Now do the math. Suppose that the U.S. economy were to grow at 4 percent a year, starting now and continuing for the next several years. Most people would regard this as excellent performance, even as an economic boom; it’s certainly higher than almost all the forecasts I’ve seen.
Yet the math says that even with that kind of growth the unemployment rate would be close to 9 percent at the end of this year, and still above 8 percent at the end of 2012. We wouldn’t get to anything resembling full employment until late in Sarah Palin’s first presidential term.
Seriously, what we’re looking at over the next few years, even with pretty good growth, are unemployment rates that not long ago would have been considered catastrophic — because they are. Behind those dry statistics lies a vast landscape of suffering and broken dreams. And the arithmetic says that the suffering will continue as far as the eye can see.
So what can be done to accelerate this all-too-slow process of healing? A rational political system would long since have created a 21st-century version of the Works Progress Administration — we’d be putting the unemployed to work doing what needs to be done, repairing and improving our fraying infrastructure. In the political system we have, however, Senator-elect Kelly Ayotte, delivering the Republican weekly address on New Year’s Day, declared that “Job one is to stop wasteful Washington spending.”
Realistically, the best we can hope for from fiscal policy is that Washington doesn’t actively undermine the recovery. Beware, in particular, the Ides of March: by then, the federal government will probably have hit its debt limit and the G.O.P. will try to force President Obama into economically harmful spending cuts.
I’m also worried about monetary policy. Two months ago, the Federal Reserve announced a new plan to promote job growth by buying long-term bonds; at the time, many observers believed that the initial $600 billion purchase was only the beginning of the story.
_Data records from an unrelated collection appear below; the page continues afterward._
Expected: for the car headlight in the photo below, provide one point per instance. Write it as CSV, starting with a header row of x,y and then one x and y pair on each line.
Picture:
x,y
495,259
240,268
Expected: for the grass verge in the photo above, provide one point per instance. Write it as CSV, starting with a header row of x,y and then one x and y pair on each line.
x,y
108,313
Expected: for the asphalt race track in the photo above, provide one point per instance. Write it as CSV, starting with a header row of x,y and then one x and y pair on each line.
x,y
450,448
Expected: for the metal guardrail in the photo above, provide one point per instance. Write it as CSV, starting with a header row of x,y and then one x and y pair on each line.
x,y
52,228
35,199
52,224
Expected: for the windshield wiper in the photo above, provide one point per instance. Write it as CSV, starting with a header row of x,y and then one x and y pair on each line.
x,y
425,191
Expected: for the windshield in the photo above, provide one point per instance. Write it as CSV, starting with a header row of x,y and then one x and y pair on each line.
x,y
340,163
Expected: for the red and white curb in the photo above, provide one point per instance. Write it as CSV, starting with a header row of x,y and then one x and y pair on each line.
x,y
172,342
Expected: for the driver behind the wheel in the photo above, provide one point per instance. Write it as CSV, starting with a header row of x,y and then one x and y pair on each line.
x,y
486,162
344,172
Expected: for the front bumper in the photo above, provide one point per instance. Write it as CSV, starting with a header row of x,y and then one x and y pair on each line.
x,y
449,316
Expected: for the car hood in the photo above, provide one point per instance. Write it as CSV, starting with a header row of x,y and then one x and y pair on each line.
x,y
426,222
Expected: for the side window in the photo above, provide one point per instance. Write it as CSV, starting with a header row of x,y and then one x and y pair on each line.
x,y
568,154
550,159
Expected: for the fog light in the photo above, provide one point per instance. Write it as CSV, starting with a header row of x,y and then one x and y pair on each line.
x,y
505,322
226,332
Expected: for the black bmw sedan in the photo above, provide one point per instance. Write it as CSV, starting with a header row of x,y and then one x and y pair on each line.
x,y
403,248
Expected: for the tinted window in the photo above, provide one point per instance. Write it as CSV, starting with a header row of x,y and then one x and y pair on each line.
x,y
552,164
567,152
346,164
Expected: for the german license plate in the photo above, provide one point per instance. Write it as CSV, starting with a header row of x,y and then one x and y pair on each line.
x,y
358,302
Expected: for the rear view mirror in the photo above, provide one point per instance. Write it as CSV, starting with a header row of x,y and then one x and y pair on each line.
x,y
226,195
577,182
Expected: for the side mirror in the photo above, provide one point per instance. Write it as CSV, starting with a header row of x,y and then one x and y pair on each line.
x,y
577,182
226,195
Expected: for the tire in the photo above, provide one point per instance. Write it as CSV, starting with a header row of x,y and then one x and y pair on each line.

But now it looks like the end, partly because Republicans are trying to bully the Fed into pulling back, but also because a run of slightly better economic news provides an excuse to do nothing.
There’s even a significant chance that the Fed will raise interest rates later this year — or at least that’s what the futures market seems to think. Doing so in the face of high unemployment and minimal inflation would be crazy, but that doesn’t mean it won’t happen.
So back to my original point: whatever the recent economic news, we’re still near the bottom of a very deep hole. We can only hope that enough policy makers understand that point.